Since both of the math curriculums are vastly different in the material they cover in a year, I'm not sure how you'd combine them. I'd use Khan to visually explain things, since you can look up specific trouble spots. Math U See you'd have to have multiple years to mix and match the areas. I've not used the lower levels of Saxon though so I'm not positive.

Of course. For math we're using Life of Fred, Teaching Textbooks, a Spectrum 7th grade test prep book (plus other various books for different ways of explaining a concept he has trouble with). For English, we're using Daily Sparks, Painless Grammar, Simple Grammar, Wordsmith Apprentice (I can go on and on). He has 2 Spanish programs and he does an online Spanish game site.

**In my case I have a lot of different programs because ds is my 3rd homeschooler and well, can't let anything go to waste, right? Different programs, to me, can only reinforce the information. And my ds enjoys academics more when we switch things up every few weeks. You can use curricula any way you like. It's all fine. **

We combine as needed. Our core curriculum is Time4Learning and my daughter loves it, but there are times when there is a topic that she wants to know more about, or she needs to be taught with a different approach. We have combined Time4Learning and Life of Fred to give my daughter two different perspectives in pre-algebra. Because she has ADHD some days go better with one curriculum, and other days she prefers a different one.

We also use Vocabulary and Spelling City to supplement the LA course in her core curriculum. Sometimes changing the way something is done, like playing an education game, instead of approaching from a strictly "lesson" approach just makes the learning easier and fun.

I would say don't be afraid to mix and match as needed, being able to customize is one of the great benefits of homeschooling!

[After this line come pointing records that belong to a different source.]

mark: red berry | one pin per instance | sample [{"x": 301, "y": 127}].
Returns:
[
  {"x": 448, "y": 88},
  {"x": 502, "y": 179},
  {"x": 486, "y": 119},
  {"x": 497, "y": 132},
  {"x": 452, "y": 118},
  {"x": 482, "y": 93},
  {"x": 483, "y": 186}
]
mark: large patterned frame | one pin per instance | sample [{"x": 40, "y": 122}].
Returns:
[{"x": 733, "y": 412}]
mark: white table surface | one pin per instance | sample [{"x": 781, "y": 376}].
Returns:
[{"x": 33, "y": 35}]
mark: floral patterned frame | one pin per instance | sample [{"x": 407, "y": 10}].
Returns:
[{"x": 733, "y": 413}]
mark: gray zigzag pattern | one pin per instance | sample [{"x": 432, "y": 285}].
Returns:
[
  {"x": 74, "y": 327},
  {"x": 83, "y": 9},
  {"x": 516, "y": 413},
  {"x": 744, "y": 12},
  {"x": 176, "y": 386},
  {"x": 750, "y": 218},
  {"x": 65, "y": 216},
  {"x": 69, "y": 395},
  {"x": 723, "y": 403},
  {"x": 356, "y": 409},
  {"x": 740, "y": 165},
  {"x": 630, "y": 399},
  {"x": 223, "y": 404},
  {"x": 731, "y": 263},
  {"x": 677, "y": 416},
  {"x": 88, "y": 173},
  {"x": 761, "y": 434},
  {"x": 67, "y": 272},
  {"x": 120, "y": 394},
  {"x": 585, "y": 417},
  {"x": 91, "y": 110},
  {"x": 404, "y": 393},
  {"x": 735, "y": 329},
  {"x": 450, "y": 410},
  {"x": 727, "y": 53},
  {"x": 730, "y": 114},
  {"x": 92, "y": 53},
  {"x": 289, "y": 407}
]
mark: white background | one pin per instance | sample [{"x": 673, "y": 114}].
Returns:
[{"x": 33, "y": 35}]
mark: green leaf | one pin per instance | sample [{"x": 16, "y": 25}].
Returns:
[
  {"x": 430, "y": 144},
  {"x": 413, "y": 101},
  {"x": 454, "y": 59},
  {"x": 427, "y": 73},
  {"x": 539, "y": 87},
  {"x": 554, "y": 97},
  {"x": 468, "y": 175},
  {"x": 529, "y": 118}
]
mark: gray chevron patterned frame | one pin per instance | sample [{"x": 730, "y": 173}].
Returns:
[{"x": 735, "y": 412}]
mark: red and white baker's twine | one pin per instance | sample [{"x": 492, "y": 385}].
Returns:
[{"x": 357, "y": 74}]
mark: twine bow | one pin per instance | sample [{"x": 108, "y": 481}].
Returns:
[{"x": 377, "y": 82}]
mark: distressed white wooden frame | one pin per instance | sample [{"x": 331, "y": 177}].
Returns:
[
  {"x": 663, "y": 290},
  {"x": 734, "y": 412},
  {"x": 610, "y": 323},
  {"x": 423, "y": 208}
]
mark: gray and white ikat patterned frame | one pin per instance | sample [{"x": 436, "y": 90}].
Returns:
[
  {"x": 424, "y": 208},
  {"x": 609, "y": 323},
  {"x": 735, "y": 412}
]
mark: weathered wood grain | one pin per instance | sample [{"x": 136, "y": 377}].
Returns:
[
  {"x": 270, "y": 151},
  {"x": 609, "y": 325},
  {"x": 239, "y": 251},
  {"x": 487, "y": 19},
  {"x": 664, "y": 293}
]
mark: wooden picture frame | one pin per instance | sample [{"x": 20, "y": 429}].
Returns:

We actually haven't started yet :) We are brand new homeschoolers.

They are both entering first grade and are on (mostly) the same level so I'm trying to find a way to use Saxon and Math U See together so that we can have math as a group instead of each of them having separate math lessons from me.

Quoting Bluerose1482:What are you trying to achieve by combining them?

If each child is doing well with his own program, I wouldn't change anything.

I haven't actually used either Saxon or Math U See yet. I've just done a ton of research relating to them and from what I can tell the Math U See lessons would really help one child understand concepts that are currently just not clicking with her yet and Saxon I think would help the other child and interest her more.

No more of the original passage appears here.